Last month, I posted on some of the controversy surrounding Miss Mexico’s choice for her Miss Universe parade of nations gown. As you might recall, some found her gown politically tone-deaf in its depiction of scenes from the Cristero War, crazy in its inclusion of a band of bullets as its main accessory, and simply tiresome in its relative tackiness– especially during a time when various kinds of violences are spiraling out of control across Mexico. Now it seems that her dress has been changed. Since I’m not really into hanged martyrs, but totally into corn, I should take this change as positive, no?
Let’s have a look at Miss Mexico, v. 2!
As you can see, the new dress follows the original form, being cut from the same traditional manta and so on. Gone, however, is the band of bullets, replaced with a black lace shawl. Also gone are the scenes of civil war destruction, now replaced with “landscapes of corn and cactus fields and decorative elements from Indian cultures,” according to the Houston Chronicle.
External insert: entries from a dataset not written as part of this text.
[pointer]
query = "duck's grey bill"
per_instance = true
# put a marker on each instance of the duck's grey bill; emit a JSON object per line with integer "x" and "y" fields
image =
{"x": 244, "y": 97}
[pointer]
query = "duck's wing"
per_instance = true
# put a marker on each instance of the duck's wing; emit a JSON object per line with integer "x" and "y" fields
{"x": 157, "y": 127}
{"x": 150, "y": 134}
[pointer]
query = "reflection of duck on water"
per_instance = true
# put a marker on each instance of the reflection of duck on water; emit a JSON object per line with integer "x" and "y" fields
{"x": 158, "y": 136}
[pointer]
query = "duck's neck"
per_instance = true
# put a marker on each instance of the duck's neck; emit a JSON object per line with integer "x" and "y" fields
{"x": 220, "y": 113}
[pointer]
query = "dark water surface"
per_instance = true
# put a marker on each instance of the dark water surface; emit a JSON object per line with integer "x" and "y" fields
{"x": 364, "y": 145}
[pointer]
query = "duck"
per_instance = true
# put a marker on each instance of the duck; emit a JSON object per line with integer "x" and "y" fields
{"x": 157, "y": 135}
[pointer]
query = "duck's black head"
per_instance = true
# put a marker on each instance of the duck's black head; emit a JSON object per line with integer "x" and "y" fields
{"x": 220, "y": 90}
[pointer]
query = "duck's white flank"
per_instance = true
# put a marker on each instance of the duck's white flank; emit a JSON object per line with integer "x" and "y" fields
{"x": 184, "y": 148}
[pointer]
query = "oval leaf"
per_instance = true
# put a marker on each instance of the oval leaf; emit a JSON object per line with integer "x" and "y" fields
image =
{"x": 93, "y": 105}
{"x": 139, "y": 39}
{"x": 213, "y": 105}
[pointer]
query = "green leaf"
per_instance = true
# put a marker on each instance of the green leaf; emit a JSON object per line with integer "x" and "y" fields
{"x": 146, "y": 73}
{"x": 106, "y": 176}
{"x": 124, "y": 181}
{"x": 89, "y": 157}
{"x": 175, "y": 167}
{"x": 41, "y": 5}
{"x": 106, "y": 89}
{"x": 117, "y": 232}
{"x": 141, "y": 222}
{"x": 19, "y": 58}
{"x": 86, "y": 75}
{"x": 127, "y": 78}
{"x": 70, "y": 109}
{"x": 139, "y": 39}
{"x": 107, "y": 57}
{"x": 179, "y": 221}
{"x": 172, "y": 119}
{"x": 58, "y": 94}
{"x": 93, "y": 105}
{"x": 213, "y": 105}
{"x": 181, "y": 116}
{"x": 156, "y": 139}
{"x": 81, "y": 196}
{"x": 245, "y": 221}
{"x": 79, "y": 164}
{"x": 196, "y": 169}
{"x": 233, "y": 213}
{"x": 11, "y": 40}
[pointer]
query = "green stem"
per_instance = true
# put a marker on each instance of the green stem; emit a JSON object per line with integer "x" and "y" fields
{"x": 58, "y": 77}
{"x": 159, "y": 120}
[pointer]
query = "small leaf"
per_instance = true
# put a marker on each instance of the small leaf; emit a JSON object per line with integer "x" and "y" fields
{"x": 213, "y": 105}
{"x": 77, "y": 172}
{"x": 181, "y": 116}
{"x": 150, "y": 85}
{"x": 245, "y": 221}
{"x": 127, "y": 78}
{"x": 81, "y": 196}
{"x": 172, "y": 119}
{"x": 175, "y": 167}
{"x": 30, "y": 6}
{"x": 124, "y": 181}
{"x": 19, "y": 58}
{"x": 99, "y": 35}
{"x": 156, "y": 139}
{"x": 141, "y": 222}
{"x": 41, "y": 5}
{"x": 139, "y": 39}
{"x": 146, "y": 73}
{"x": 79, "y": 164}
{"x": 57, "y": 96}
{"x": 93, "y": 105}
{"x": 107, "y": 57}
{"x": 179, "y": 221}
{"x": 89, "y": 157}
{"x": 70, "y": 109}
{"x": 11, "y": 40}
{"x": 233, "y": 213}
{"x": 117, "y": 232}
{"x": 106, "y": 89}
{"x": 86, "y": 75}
I must admit that I am a little bit suspicious of this corn. I know: who could be suspicious of such a cute and important grain? (I strongly recommend the animated “what is corn and what’s its story” tour at The Great Corn Adventure!) But I guess that I am suspicious because I find it hard to avoid interpreting the dress change as meaningful– if only because the original was so oversteeped in its attempts at meaningfulness. It seems to me that whoever ultimately made this decision was looking for a way to keep the original message by offering up an “alternative” that is only different on its surface.
One connection between the original dress and this new one is in the way the new dress shifts its scene from a time of conflict to one of prelapsarian innocence. Rather than displaying a moment when the Catholics lost political power, it shows a scene from before when such power became necessary– before there was a nation-state. And by offering a vision of meso-america before political subjecthood, before the establishment of the Mexican state that the previous dress implicitly critiqued, the dress ultimately skirts (ha!) the issue of its divisive politcs.
The irony, of course, is that immense violence transformed meso-america into the very Mexico represented by the dress. In this sense, the dress indeed fulfills its mission to show the “nation’s culture and history,” but the details, this time, are only revealed in its seams and folds.